14 Mayıs, yenilginin ilk kıvılcımıydı.
28 Mayıs ise hezimetin ateşi.
Büyük yangından çıkan CHP’de…
Geride ne kaldı, küllerden başka?
Keder, itilmişlik, pişmanlık…
Ve de kapışılamayan koltuk.
***
Değişim rüzgârı sardı herkesi.
Bay Kemal’in yanında olanlar da,
Muhalifler de esintiye kapıldılar.
Terk-i diyar eylediler.
Seçimin faturasını ona çıkardılar.
Daha sonra?
Rüzgâr fırtınaya dönüştü.
İsimler, formüller havada uçuştu.
Ağır abiler, akıl hocalığına soyundu.
Emanetçiler türedi.
Fırsatçılar ortaya döküldü.
Ama bir Allah’ın kulu da çıkıp,
“Ben adayım” deme cüretini gösteremedi.
Serok Ahmet’in, Neoliberal Ali’nin,
Bilge insan Temel’in ve Uyanık Uysal’ın,
Hapur hupur yediği, talan edilen Halil İbrahim sofrasında şimdi ne kaldı?
Ayrık otlarıyla dolu sebze çorbası…
“Özel”ler, “Çetin”ler, “Karayalçın”lar, “Öymen”ler…
Kendinden menkul başka başka isimler…
En önemlisi de;
"Cumhurbaşkanı mı olayım?
Genel Başkan koltuğunu mu kapayım?
Belediye Başkanı mı kalayım?.." diyen,
Gel-git girdabında çırpınan İmamoğlu…
Değişim devşirildi, didişime evrildi.
Bal yapamayan arılar etrafta vızır vızır uçuyor.
***
Bay Kemal’in cephesinde durum ne?
Hiç boş durmuyor,
Değişimi -kendi hariç- dışlamak anladı.
Kurmaylarını yolcu etti.
Danışmanlarını postaladı.
Tasfiyelere devam ediyor
Yeni bir dünya kurdu kendine…
Kozlarını bir bir ortaya sürüyor.
Mahalle delegelerini tek tek kapıyor.
Sözde rakipleri avuçlarını yalıyor.
Son planı ise tüzük değişikliği.
Daha önce söylemiştik.
Şimdi de tekrarlıyoruz;
CHP, Bay Kemal’in tapulu malı.
Koltuğunu kimseye kaptırmaz.
Pusuda bekleyen kurtlara yem olmaz.
Ava gidenleri avlar.
Merhum Demirel ne demişti, vakti zamanında:
"Tapulu arazime gecekondu diktirmem!"
Bay Kemal de ‘Bir Bilen’in izinden gidiyor.
DÜTTÜRÜ DÜNYA!
"Kara Afrika"nın "kara yazgısı";
Felaket, açlık, yoksulluk, geri kalmışlık.
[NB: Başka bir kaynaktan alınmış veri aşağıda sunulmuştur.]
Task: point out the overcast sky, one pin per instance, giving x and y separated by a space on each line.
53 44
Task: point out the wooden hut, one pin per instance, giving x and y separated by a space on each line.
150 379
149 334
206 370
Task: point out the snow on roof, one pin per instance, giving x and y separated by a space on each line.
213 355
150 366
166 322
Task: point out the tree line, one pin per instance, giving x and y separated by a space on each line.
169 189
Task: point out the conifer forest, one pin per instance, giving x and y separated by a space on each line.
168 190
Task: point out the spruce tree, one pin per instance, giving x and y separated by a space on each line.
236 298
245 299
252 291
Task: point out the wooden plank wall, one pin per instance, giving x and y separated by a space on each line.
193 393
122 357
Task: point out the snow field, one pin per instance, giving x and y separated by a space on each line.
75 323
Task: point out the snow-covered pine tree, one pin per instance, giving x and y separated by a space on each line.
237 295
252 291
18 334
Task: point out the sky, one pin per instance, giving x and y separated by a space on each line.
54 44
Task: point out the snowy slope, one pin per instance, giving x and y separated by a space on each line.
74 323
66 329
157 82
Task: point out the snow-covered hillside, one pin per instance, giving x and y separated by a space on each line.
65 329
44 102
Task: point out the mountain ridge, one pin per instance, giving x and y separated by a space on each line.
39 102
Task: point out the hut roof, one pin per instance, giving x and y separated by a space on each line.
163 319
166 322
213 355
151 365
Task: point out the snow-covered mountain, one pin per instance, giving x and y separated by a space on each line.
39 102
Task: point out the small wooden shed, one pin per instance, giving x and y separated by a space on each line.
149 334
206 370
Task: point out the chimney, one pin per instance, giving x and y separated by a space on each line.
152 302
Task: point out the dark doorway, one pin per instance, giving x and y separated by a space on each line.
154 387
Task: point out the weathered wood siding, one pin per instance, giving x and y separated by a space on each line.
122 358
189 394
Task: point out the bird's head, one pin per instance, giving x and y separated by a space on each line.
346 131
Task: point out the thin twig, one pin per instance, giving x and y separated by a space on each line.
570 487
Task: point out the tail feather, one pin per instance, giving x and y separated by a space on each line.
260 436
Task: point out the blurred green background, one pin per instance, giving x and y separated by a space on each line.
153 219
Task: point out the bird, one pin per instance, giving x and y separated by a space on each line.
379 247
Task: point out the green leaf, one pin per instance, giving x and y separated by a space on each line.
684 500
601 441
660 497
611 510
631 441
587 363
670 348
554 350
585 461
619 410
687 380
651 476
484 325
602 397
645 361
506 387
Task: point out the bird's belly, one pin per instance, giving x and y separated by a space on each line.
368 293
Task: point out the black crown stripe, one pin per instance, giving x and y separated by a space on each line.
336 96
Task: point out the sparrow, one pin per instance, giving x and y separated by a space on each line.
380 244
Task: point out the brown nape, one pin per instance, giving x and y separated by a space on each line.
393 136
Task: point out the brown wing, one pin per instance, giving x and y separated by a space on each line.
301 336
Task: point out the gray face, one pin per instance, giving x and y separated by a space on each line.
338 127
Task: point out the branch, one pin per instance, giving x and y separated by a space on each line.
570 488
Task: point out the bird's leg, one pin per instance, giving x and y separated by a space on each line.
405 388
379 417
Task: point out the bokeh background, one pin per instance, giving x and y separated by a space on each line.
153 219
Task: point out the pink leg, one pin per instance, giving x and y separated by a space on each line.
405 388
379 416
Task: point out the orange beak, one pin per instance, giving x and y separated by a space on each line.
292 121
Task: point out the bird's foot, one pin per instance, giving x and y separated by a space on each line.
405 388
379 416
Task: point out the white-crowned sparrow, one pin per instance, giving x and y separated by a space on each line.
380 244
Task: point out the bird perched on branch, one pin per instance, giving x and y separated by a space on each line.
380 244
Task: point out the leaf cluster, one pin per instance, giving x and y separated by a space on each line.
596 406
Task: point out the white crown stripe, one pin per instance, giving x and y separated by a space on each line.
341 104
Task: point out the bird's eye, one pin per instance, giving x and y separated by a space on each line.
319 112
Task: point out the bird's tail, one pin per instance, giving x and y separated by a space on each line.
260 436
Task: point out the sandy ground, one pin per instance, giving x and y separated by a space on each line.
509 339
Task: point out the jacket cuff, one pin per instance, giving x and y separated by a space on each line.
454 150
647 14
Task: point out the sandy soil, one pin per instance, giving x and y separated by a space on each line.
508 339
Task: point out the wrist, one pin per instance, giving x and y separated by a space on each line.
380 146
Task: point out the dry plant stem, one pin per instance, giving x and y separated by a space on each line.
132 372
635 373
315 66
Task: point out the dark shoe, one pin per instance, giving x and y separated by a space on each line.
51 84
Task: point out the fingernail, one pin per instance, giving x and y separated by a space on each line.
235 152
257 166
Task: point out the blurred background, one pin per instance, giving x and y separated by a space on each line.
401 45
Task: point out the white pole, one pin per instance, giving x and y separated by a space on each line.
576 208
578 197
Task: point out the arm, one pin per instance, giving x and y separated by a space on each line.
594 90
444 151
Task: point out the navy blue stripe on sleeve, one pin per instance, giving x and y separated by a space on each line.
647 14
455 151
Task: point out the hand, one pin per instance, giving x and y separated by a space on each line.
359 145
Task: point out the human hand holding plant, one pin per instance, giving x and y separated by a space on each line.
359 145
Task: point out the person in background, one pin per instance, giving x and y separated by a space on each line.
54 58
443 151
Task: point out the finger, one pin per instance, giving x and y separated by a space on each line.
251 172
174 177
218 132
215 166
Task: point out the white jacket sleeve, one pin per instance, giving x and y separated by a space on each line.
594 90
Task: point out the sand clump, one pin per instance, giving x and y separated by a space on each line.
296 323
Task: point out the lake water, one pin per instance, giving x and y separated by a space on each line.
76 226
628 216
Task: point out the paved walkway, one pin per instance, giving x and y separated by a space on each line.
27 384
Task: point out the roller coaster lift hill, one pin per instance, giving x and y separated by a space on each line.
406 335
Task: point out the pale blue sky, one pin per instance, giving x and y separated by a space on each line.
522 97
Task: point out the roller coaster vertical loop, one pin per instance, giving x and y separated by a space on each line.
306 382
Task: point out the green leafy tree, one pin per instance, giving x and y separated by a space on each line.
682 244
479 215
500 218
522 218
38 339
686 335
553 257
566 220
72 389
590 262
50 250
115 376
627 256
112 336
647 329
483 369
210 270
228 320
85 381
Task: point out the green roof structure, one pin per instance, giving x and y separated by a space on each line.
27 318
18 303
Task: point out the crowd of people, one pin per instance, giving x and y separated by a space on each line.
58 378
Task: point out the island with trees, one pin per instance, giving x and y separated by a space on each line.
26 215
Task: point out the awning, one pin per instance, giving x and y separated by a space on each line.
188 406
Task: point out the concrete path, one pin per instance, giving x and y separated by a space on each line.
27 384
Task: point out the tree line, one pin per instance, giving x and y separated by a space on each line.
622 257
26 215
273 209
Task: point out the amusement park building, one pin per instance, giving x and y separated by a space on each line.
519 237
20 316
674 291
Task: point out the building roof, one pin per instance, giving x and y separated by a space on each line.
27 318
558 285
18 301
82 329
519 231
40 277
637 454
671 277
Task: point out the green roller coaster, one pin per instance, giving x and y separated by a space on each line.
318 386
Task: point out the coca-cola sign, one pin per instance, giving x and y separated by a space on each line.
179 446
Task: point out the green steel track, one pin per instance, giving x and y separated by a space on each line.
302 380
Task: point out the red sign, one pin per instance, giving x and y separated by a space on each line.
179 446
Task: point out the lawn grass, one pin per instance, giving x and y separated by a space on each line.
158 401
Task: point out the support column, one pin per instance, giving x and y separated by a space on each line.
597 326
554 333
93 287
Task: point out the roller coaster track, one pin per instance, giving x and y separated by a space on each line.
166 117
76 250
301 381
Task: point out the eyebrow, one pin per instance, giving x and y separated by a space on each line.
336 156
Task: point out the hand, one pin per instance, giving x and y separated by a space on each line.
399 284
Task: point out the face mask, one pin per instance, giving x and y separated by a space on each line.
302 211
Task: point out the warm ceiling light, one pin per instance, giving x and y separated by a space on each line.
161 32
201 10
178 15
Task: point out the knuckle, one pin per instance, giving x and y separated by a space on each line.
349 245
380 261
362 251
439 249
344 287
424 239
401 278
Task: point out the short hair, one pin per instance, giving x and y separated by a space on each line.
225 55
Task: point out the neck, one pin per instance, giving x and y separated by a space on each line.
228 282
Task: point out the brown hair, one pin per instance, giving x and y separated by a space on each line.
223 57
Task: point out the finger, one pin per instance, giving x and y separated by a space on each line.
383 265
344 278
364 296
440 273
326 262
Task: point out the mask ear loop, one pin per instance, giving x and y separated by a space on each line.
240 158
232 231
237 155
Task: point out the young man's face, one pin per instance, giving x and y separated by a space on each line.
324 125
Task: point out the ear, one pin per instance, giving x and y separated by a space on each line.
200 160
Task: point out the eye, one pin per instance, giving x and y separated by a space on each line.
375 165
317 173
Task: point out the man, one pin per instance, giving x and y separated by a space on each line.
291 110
Ölüm-yaşam arasında direnme.
Sömürgecilerin kucağında,
Darbelerin pençesinde kıvranma…
Darbecilerin ele geçirmeye çalıştığı,
Nijer dâhil olmak üzere:
Bugüne kadar 54 ülkenin,
45’inde darbe olmuş, defalarca.
Bu darbelerin arkasında da,
Sinsi sömürü düzeninin elebaşları;
ABD, Avrupa, Rusya var…
Yüz binlerce Cezayirliyi katleden,
Hâlâ bölgede borusunu öttürmek isteyen Fransa ise başı çekenlerden…
İran da şimdilerde rol kapmaya çalışıyor.
Neden Afrika?
Sorunun cevabı çok basit…
Uranyum, altın ve sayısız önemli maden.
Yani yer altı zenginliği.
Ye ye bitiremediler...
Afrikalılar boşuna söylememiş:
“Geldiklerinde onların elinde İncil vardı.
Bizim elimizde ise topraklarımız.
Gözlerimizi kapatıp dua etmeyi öğrettiler.
Gözlerimizi açtığımızda baktık ki;
İncil bizde, topraklarımız ise beyazlardaydı.’’
***
Türkiye’ye gelince;
Afrika bizim için öncelikli.
Cumhurbaşkanı Erdoğan özel hassasiyet gösteriyor.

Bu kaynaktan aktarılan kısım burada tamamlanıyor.